Bir ülke düşünün, bir yıl içerisinde 17 bomba patlıyor. Yeni yıla girer girmez, taramalıyla 39 kişi katlediliyor.

 

Sonra, birileri Türkiye’ye yapılan saldırıdan bahsediyor. Evet! Emperyalistler ülkemize saldırıyorlar. Ama onlara bu saldırı imkânını, saldırı kodunu ve saldırı ilkimini verenler: işte onlar şimdi milli birlikten, dayanışmadan ve bir kişi üzerinden Türkiye’ye saldırıldığından bahsediyorlar.

 

Oysa, içine girdiğimiz girdaba bizi bizzat o kişi sokmadı mı? Diğer saldırıları geçtik, sadece yeni yılı bize zehir eden saldırı üzerinden konuşalım.

 

Emperyalistler, bizzat kendileri terör yapmazlar. Teröre yatkın bir zihniyeti beslerler ve bu zihniyete gaz vererek neticeye yönelirler. Yeni yılda onlarca insanı katleden zihniyet muhtemelen dini argümanları kullanan ve bizim yıllardır “Sahte İslamcı” olarak nitelediğimiz sıtmadan beter insan ve insanlık sağlığına zararlı ideoloji adına insanları katledilmiş bir zihniyettir.

 

Kendinden başkasını Müslüman olarak görmeyen, Allah’ın af kapısı açıkken, kendilerinin af kapısı kapalı olan bu zihniyeti kim beslemiş ise emperyalistlere koz verip ülkemize süikast yapılmasında en büyük suçlu işte o zihniyettir.

 

Bu zihniyet, “İstiklal savaşı yapılmamıştır!”, “Ülkemizi İngilizler yönetseydi daha iyi olurdu.”, “Türk’te neymiş? Türkiye’yi Arap Bakanlar Kurulu yönetse bizim için mahsuru yok.” gibi söylemleri yıllardır kulaklarımıza fısıldayan zihniyettir.

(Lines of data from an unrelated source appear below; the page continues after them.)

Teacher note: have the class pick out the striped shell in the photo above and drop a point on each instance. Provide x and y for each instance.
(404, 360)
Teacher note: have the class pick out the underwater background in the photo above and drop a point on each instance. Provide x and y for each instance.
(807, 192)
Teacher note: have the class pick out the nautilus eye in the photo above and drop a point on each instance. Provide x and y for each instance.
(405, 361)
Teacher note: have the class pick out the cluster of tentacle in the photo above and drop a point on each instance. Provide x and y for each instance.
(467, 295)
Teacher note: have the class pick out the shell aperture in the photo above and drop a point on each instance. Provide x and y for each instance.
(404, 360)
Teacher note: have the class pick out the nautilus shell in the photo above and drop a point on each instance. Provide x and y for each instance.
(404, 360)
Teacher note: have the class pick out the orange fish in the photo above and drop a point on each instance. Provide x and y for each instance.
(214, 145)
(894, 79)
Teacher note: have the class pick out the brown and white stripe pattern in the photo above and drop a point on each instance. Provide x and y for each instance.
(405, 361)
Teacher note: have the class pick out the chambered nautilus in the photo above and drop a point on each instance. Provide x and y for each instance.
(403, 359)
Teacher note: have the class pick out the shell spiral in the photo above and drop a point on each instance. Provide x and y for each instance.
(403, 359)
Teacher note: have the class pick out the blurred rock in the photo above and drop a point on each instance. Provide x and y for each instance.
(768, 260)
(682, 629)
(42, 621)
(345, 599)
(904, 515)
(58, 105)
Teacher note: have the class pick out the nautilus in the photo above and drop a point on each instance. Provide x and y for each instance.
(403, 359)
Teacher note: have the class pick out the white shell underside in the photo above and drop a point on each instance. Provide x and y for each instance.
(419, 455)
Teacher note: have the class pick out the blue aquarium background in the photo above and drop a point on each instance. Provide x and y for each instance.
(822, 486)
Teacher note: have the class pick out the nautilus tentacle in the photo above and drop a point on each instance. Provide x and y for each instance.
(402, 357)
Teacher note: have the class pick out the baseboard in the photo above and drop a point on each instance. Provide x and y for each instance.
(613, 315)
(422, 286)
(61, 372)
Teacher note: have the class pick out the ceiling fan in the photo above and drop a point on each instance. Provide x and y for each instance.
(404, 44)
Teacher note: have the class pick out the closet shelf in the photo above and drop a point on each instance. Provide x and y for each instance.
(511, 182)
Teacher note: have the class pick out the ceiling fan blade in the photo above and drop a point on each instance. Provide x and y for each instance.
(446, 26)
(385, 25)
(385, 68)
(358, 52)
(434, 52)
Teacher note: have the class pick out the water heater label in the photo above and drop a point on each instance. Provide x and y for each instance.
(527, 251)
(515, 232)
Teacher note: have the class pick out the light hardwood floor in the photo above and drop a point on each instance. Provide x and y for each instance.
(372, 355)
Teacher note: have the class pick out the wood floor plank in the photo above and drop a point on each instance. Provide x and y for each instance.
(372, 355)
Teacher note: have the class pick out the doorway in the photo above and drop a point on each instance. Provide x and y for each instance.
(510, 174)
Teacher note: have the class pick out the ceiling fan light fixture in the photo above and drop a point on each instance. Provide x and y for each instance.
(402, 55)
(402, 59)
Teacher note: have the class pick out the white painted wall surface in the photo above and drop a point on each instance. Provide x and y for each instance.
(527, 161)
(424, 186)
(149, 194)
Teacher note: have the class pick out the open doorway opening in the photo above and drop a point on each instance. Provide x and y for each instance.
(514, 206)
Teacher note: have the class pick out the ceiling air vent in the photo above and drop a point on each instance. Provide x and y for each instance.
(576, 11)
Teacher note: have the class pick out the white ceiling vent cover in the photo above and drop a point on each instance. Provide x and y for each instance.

Bütün mikroplar işte bu zihniyetin bataklığında serpilmiştir.

 

İnsan niçin devlete ihtiyaç duyar? Yol yapsın diye mi? Yoksa öncelikle can ve mal güvenliğini sağlasın diye mi?

 

Ülkenin sınırlarını elek haline getirenlerin şimdi emperyalist saldırılardan bahsetmesi, en iyi niyetle evine karşı sorumluluklarını yerine getirmeyen ama sonra beş yaşında ki evladının rızkını bile kumar masasına yatıranlara benzetilebilir.

 

 

Yıllarca; merdiven altlarında, kapalı kapılar ardında, demsiz çayların servis edildiği tek kalem gazetelerin dayatıldığı çay ocaklarında, dini kisvenin altına sığınarak yapılan ev sohbetlerinde, cami bahçelerinde sözüm ona din adına aslında cehalet ve ihanet adına devlet ve millet düşmanı yetiştiren söylemleri kim yaydıysa işte suçlu odur.

 

Bugün yaşadıklarımızın kaynağı o söylemlerden beslenmiş zavallıların alet olarak kullanıldığı ortamı hazırlayanların bizzat kendileridir.

 

Bunların milli birlikten bahsetmesi ise tam anlamı ile nalıncı keseri muhabbetidir.

 

Eğer, aklınız başınıza geldiyse…

 

Gelin, birlik ve beraber olalım.

O zaman siz de muhaliflere televizyon kanallarını açıverin.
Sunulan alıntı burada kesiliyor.